We urge consideration of a second pre-certification track for fitness/wellness and other apps with substantial consumer purposes.  Another factor in expanding the eligibility for pre-certification could be consideration of the riskiness of the manufacturer’s existing product line.

Similarly, PATH recommends FDA pursue separate appraisal models for each level of pre-certification based on the manufacturers demonstrated level of trustworthiness.  Since pre-certification is an accommodation by FDA, violations of trust should warrant discharge to regular order.

Finally, PATH recommends that the discussion of the five excellence principles be more specific.  In particular, we recommend stating needs for software efficiency, such as clinical accuracy and number of false positives, and for privacy and security of any retained patient information.  Also, for the benefit of pre-certification, there should be rigorous requirements for real world performance data monitoring.

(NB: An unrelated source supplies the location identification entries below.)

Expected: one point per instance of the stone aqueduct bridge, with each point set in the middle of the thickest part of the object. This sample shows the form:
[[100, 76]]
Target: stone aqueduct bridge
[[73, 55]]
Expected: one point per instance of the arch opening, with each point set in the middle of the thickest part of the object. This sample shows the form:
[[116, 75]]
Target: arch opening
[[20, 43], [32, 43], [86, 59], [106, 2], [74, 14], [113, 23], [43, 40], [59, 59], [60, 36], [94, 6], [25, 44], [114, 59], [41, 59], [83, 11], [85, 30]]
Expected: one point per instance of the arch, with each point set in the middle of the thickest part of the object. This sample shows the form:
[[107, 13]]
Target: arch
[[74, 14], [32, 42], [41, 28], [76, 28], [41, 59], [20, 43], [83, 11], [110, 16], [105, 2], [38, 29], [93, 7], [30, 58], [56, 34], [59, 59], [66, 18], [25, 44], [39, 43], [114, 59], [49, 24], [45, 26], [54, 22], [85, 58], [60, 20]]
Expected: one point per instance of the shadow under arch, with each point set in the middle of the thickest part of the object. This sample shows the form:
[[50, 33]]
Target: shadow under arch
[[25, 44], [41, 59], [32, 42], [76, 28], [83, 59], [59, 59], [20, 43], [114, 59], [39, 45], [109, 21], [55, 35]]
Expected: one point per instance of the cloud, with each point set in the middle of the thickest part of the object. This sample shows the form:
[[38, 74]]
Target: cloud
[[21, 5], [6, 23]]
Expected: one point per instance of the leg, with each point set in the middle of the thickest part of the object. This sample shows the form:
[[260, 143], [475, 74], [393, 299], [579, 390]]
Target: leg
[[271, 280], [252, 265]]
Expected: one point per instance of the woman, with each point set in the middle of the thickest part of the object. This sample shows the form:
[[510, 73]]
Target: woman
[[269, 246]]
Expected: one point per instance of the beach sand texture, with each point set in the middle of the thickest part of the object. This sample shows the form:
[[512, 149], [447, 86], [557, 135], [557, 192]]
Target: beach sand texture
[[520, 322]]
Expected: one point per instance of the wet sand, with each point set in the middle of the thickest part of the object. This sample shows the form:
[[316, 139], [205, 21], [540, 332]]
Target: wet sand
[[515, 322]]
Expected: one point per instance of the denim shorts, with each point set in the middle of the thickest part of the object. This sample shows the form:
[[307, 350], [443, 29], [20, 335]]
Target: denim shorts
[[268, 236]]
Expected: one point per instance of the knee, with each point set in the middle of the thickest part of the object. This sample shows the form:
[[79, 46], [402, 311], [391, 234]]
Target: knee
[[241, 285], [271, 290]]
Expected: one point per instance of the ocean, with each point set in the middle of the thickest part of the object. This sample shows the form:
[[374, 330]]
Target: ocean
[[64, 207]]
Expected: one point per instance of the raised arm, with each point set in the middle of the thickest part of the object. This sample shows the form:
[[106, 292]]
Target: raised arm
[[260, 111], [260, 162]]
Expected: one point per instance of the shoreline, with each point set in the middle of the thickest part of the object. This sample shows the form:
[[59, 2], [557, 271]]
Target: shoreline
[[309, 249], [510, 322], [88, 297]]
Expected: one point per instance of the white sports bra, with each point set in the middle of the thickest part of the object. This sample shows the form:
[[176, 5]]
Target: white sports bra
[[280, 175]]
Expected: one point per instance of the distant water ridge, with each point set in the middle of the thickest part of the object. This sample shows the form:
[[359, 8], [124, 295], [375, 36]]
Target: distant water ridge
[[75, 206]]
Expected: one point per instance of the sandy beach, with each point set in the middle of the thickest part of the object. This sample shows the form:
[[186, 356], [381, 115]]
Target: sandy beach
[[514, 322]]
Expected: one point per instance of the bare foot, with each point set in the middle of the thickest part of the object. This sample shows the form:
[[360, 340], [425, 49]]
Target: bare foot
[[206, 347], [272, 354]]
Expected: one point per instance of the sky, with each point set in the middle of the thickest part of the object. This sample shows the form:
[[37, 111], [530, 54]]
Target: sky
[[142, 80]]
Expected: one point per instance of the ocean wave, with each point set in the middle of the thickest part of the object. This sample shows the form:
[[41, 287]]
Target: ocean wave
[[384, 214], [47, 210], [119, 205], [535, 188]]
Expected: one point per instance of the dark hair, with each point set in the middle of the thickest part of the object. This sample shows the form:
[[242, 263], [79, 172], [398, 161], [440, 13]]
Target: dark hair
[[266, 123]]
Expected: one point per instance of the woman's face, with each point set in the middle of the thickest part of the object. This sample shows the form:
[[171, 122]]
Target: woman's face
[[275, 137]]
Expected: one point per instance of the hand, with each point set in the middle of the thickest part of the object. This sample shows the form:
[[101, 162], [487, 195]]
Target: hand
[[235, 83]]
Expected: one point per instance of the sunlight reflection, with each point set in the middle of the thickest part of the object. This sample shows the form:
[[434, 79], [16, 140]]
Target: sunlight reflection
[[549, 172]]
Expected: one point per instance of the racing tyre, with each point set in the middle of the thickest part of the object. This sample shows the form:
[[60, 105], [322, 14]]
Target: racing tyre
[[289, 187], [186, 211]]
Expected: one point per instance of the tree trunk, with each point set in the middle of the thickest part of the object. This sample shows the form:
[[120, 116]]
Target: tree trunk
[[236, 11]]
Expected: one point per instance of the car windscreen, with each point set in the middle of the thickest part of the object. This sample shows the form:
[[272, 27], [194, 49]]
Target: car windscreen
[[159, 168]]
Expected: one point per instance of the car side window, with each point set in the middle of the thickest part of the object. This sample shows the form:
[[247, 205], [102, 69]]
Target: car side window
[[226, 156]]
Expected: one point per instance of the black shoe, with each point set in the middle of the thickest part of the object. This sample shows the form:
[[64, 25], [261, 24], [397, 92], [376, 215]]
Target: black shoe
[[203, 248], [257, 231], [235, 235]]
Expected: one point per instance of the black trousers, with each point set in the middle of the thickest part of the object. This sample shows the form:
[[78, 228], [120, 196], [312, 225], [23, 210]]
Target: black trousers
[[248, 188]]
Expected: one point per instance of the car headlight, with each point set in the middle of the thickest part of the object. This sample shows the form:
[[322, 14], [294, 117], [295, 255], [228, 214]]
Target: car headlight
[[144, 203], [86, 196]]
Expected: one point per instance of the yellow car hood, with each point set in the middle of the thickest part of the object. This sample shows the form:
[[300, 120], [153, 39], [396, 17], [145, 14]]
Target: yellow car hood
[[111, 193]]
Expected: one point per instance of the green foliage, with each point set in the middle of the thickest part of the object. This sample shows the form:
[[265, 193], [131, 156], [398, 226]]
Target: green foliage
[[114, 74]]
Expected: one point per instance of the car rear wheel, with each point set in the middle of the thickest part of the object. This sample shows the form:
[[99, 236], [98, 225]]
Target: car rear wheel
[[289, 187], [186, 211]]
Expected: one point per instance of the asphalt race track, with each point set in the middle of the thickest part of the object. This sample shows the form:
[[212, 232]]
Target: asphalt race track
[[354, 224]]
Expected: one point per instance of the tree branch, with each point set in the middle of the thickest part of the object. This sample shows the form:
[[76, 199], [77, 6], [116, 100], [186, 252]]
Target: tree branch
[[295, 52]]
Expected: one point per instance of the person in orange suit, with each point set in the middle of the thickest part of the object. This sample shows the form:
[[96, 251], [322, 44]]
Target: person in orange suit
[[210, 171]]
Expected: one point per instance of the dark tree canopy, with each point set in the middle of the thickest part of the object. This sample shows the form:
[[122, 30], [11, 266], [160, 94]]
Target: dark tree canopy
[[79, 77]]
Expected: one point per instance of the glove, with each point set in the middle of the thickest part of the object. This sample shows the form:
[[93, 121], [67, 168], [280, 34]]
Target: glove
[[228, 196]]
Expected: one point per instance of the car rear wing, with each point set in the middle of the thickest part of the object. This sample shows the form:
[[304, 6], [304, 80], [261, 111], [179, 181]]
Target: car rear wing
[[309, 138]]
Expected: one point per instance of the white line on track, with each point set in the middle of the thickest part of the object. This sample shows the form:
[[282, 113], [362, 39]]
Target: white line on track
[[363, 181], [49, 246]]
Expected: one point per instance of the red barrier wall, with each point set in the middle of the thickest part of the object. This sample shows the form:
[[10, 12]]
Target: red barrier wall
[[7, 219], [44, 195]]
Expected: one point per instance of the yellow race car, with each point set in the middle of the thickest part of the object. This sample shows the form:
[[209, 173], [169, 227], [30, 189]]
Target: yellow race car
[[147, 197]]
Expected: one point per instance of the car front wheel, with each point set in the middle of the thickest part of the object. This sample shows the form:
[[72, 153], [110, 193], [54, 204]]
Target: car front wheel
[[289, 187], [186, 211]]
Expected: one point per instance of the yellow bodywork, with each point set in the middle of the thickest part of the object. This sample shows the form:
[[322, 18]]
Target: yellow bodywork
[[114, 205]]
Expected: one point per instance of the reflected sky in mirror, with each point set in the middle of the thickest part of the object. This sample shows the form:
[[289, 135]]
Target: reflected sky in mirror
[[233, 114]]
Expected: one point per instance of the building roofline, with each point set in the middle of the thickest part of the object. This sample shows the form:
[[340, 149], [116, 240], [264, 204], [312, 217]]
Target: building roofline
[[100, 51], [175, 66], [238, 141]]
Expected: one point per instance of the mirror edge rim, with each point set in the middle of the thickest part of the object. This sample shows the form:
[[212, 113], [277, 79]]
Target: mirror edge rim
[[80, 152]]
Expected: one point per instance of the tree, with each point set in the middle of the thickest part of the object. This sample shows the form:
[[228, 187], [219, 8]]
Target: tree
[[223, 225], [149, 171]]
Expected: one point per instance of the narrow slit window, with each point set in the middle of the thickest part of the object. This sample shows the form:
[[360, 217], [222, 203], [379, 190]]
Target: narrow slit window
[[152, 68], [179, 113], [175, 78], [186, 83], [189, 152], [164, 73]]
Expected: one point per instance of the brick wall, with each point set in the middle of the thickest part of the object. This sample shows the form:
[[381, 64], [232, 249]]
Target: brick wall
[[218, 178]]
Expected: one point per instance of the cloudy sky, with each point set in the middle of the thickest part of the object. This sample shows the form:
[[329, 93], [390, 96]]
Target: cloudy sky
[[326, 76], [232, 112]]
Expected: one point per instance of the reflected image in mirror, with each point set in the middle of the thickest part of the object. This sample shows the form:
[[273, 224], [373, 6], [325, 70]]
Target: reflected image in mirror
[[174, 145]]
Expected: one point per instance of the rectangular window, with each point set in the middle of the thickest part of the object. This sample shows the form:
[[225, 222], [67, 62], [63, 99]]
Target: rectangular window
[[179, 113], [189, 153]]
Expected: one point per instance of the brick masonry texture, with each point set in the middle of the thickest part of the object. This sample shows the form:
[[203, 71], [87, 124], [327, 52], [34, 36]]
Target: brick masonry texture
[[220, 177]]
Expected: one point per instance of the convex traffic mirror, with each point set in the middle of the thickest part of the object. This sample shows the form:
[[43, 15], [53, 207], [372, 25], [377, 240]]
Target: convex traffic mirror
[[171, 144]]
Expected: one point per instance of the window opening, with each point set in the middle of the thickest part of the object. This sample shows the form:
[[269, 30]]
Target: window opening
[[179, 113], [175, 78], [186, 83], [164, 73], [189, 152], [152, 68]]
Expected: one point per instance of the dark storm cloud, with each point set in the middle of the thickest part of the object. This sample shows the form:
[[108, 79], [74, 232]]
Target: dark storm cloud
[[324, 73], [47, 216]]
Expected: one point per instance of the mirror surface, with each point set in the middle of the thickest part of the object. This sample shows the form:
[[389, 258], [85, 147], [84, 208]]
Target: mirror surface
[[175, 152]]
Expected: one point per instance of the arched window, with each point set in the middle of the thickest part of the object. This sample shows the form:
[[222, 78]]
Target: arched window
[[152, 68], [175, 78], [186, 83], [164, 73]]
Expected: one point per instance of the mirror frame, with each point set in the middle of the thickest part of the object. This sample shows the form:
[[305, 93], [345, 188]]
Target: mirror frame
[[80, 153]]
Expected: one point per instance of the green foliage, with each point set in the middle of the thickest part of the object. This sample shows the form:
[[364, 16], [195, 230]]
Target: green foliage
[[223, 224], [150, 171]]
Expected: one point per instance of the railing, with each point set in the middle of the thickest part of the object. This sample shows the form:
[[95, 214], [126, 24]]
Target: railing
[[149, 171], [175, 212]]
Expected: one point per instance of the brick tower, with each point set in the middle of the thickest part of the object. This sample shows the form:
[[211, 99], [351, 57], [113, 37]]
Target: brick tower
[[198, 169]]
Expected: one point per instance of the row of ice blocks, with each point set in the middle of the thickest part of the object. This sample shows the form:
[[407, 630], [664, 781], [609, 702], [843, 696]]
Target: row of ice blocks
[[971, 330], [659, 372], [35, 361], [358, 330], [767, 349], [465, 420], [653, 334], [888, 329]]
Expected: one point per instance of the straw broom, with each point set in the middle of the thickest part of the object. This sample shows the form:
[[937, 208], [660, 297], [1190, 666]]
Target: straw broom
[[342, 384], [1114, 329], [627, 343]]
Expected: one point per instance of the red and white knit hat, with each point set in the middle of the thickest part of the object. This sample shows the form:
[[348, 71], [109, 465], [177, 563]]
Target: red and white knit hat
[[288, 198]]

The Partnership for Artificial Intelligence and Automation in Healthcare ( is a broad alliance of stakeholders working together to improve patient care, expand access and reduce healthcare costs through the use of automation, robotics, and artificial intelligence. These technologies have already transformed banking, aviation, and entertainment allowing each to grow, provide higher-quality products, lower costs and provide consumers greater choice. Faced with spiraling costs, increased demands and decreasing resources, healthcare desperately needs to catch up.

We look forward to working with FDA and coordinating with our members as this initiative evolves.